Il Beato Josemaría ha compreso, assimilato, vissuto e riversato attorno a sé questo valore assoluto e primario, muovendosi all’interno della Chiesa con la prudenza e l’ardimento dei santi, in umiltà, obbedienza e fedeltà alla sede di Pietro, manifestando una cattolicità e una romanità esemplari.

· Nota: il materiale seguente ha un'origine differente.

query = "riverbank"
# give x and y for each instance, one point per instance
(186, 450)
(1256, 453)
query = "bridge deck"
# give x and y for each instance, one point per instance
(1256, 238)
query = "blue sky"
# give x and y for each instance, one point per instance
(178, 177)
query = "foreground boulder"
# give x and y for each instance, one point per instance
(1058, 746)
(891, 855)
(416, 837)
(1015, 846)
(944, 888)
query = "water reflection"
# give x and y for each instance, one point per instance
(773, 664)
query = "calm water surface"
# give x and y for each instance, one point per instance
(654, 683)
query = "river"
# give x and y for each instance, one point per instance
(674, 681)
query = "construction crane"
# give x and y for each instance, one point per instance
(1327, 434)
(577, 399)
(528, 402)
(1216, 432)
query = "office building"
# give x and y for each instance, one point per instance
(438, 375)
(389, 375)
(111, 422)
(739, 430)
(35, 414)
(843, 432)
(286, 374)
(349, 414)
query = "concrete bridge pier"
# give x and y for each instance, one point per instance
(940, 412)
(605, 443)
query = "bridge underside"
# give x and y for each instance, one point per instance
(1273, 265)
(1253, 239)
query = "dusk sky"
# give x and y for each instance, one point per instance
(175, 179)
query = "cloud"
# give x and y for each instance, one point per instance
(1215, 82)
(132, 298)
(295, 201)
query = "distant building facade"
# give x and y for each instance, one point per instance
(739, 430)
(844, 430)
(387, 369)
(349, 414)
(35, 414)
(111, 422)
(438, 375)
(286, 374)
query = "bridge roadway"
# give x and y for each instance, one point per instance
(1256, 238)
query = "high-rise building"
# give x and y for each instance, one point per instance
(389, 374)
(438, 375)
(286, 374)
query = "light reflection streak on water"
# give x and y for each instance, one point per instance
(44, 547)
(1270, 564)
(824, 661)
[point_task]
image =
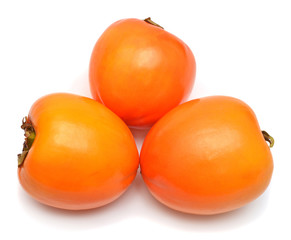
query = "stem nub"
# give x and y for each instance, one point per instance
(150, 21)
(268, 138)
(29, 134)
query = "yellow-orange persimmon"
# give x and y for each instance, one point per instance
(140, 71)
(207, 156)
(77, 153)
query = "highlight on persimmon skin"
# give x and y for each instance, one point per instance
(207, 156)
(140, 71)
(82, 155)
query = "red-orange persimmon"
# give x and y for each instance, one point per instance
(140, 71)
(207, 156)
(77, 153)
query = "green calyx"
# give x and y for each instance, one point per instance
(29, 134)
(268, 138)
(150, 21)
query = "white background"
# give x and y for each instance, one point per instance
(242, 49)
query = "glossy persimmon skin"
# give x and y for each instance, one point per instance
(206, 156)
(83, 156)
(140, 71)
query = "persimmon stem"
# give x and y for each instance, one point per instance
(150, 21)
(268, 138)
(29, 134)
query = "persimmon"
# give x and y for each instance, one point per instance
(207, 156)
(77, 154)
(140, 71)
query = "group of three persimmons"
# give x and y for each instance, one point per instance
(205, 156)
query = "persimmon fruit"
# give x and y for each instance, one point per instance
(77, 154)
(207, 156)
(140, 71)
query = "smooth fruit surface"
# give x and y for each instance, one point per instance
(140, 71)
(207, 156)
(83, 155)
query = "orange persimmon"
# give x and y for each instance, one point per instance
(77, 153)
(140, 71)
(207, 156)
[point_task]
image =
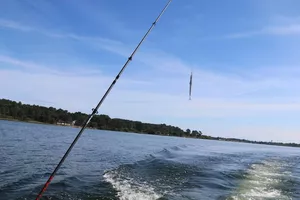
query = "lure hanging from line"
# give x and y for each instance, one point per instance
(191, 82)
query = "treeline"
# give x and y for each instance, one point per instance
(50, 115)
(34, 113)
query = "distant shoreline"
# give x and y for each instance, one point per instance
(37, 122)
(19, 112)
(223, 139)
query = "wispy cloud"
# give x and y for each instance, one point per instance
(20, 27)
(287, 30)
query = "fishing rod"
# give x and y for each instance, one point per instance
(95, 110)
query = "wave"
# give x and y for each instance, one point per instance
(264, 180)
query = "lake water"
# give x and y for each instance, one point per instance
(128, 166)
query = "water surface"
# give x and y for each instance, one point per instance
(128, 166)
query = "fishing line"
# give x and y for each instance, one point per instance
(95, 110)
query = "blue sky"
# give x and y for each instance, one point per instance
(244, 56)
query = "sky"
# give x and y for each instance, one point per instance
(244, 56)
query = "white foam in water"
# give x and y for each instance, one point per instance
(128, 189)
(261, 182)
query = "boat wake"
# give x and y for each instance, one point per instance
(265, 180)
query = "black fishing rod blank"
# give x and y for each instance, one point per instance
(95, 110)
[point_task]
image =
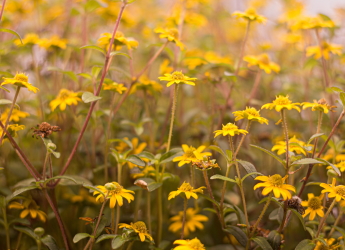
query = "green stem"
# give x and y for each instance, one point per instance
(9, 114)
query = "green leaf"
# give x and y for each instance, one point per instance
(222, 177)
(90, 97)
(305, 245)
(269, 153)
(13, 33)
(50, 242)
(249, 167)
(115, 53)
(94, 47)
(80, 236)
(240, 236)
(105, 237)
(136, 160)
(262, 242)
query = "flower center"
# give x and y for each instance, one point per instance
(314, 203)
(21, 77)
(177, 75)
(276, 180)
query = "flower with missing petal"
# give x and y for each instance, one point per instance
(338, 192)
(275, 184)
(20, 80)
(177, 78)
(282, 102)
(191, 155)
(314, 205)
(251, 114)
(188, 190)
(230, 129)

Non parlerò della sua fondazione, l’Opus Dei, istituita nel 1928 e completata nel 1930 con la sua estensione al mondo femminile, allo scopo di chiamare alla santità ogni categoria di persone, indicando nella vita ordinaria e nel lavoro quotidiano l’ambito entro il quale accoglierla e farla fiorire. Voglio limitarmi a ricordare quanto il Beato ha fatto per la diocesi di Roma, personalmente in vita e successivamente attraverso i continuatori della sua opera. L’Opus Dei, eretta dal Papa a Prelatura personale nel 1982, è una realtà ecclesiale profondamente unita, i cui membri sono presenti in ogni parte del mondo. Ma non lo sono come corpo ecclesiale a parte, bensì come elementi di cooperazione con le Chiese locali, come forze che contribuiscono all’amalgama delle comunità cattoliche in ogni ambito territoriale. In questo spirito a Roma tre parrocchie sono affidate alle cure pastorali di sacerdoti della Prelatura.

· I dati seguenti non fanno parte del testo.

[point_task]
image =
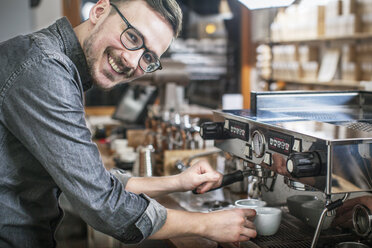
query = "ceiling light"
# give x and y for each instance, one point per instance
(260, 4)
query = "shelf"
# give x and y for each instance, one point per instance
(359, 36)
(333, 83)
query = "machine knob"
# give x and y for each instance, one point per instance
(213, 131)
(304, 164)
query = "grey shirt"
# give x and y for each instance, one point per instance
(46, 147)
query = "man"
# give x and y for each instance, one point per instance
(46, 148)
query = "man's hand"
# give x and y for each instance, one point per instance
(234, 225)
(345, 213)
(200, 176)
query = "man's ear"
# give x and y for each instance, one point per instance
(99, 10)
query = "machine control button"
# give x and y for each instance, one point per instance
(227, 124)
(267, 159)
(213, 131)
(258, 144)
(248, 151)
(290, 166)
(305, 164)
(296, 145)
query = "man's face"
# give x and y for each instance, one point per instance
(109, 61)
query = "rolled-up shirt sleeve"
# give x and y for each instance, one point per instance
(155, 214)
(45, 112)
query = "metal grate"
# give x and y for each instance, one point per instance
(361, 126)
(295, 234)
(319, 116)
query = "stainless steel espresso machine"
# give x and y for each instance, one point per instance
(317, 140)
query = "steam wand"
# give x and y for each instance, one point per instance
(329, 207)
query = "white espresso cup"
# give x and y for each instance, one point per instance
(267, 220)
(250, 203)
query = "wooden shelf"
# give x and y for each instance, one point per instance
(358, 36)
(333, 83)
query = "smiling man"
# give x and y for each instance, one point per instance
(46, 147)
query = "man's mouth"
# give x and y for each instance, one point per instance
(114, 66)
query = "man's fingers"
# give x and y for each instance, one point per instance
(249, 224)
(247, 234)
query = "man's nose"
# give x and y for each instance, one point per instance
(132, 58)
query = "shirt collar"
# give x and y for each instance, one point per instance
(74, 51)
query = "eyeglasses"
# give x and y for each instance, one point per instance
(132, 40)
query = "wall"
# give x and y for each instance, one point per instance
(17, 17)
(46, 13)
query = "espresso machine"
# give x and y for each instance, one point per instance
(318, 141)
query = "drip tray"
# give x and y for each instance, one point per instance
(293, 233)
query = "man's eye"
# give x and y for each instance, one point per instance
(133, 38)
(148, 58)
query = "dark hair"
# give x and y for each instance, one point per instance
(169, 9)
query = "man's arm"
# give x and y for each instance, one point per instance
(222, 226)
(200, 176)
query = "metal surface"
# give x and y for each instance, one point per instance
(294, 234)
(335, 125)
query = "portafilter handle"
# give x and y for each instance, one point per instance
(362, 220)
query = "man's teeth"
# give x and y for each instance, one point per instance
(114, 66)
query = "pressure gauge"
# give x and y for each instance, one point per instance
(258, 144)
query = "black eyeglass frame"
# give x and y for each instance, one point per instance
(129, 26)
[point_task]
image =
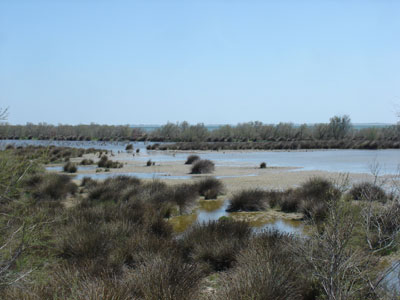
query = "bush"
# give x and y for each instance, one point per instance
(248, 200)
(167, 277)
(50, 186)
(368, 191)
(216, 243)
(88, 182)
(115, 189)
(70, 167)
(191, 159)
(184, 195)
(210, 188)
(202, 167)
(104, 162)
(265, 270)
(86, 162)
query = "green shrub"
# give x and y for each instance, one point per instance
(70, 167)
(210, 188)
(104, 162)
(216, 243)
(248, 200)
(368, 191)
(265, 270)
(191, 159)
(86, 162)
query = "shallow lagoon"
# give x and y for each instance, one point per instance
(352, 161)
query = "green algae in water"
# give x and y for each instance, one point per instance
(211, 205)
(181, 223)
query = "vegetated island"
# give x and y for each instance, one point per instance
(339, 133)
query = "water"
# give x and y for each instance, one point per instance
(213, 210)
(60, 168)
(352, 161)
(105, 175)
(110, 146)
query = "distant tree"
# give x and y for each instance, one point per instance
(339, 126)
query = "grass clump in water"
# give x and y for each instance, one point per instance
(203, 166)
(210, 188)
(104, 162)
(70, 167)
(191, 159)
(248, 200)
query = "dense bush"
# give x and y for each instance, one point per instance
(191, 159)
(266, 269)
(368, 191)
(248, 200)
(104, 162)
(203, 167)
(216, 243)
(86, 162)
(70, 167)
(210, 187)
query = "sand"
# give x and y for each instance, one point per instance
(243, 176)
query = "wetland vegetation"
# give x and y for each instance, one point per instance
(338, 133)
(115, 239)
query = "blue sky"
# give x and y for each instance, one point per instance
(149, 62)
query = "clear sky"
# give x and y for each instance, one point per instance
(149, 62)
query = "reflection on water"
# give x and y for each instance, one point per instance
(353, 161)
(102, 176)
(60, 168)
(212, 210)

In realtà è ben visibile in Roma il duplice impegno dell’Opus: da una parte, la cura pastorale e il sostegno dei fedeli in essa incorporati attraverso un itinerario ascetico e formativo particolarmente intenso e rivolto a plasmare cristiani adulti nella fede e capaci di testimoniarla; dall’altra la dedizione a diffondere in tutti gli ambienti della città una profonda presa di coscienza della chiamata universale alla santità e all’apostolato, e in concreto del valore santificante del lavoro professionale ordinario. Hanno preso vita così le Residenze universitarie, le scuole di formazione professionale, i servizi sportivi e culturali, le residenze per studenti lavoratori. Nel cuore di Roma, a Sant’Apollinare, è sorto il nuovo Ateneo Romano della Santa Croce e da ultimo ha iniziata la sua attività il Libero Istituto Universitario «Campus Bio-Medico», oltre ad altri istituti di ricerca scientifica, di didattica e di assistenza sanitaria.

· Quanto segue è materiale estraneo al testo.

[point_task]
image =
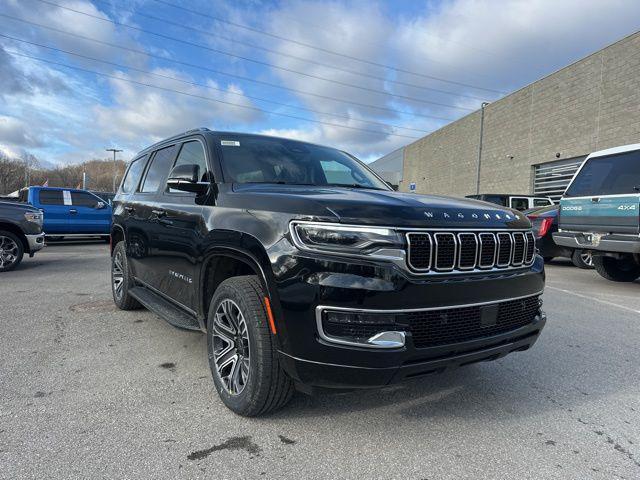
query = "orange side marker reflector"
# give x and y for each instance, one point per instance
(272, 323)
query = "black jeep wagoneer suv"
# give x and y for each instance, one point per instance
(306, 270)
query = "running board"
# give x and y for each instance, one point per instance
(164, 309)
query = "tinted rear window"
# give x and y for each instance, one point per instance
(610, 175)
(133, 175)
(159, 167)
(51, 197)
(83, 199)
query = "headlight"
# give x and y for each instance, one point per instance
(35, 217)
(356, 240)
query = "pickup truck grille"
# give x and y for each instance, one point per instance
(465, 251)
(431, 328)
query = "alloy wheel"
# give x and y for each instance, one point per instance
(231, 353)
(9, 252)
(117, 275)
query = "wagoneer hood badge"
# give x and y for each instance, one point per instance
(475, 215)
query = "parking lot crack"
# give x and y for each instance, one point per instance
(233, 443)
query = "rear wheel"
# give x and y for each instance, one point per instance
(582, 259)
(11, 251)
(121, 279)
(623, 269)
(242, 352)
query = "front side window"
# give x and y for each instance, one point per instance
(134, 173)
(158, 168)
(249, 159)
(51, 197)
(610, 175)
(192, 153)
(520, 203)
(83, 199)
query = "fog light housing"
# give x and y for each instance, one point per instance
(364, 329)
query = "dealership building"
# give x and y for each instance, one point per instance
(532, 140)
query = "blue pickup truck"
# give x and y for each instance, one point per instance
(600, 212)
(70, 212)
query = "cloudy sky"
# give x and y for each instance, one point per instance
(79, 76)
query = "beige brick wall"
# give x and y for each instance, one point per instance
(590, 105)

Di questa presenza unitaria e al contempo multiforme Roma è grata all’Opus Dei e al suo Fondatore. Egli, che ha fortemente creduto alla missione specificata della Chiesa di Roma, ha molto contribuito al realizzarsi nel nostro tempo di questa missione. Così alla gratitudine si unisce l’attesa: in questi anni che ci conducono al Giubileo del terzo millennio, e poi nel secolo nuovo che ormai si apre al nostro sguardo, la testimonianza esemplare di Josemaría Escrivá, assimilata e continuata dai suoi figli spirituali, costituisce infatti una energia preziosa per favorire quel rinnovato, personale e consapevole incontro con Gesù Cristo che è il fine dell’opera missionaria della Chiesa.

Camillo Ruini

Vicario del Papa per la diocesi di Roma

Presidente della Conferenza Episcopale Italiana

Romana, n. 20, Gennaio-Giugno 1995, p. 174-176.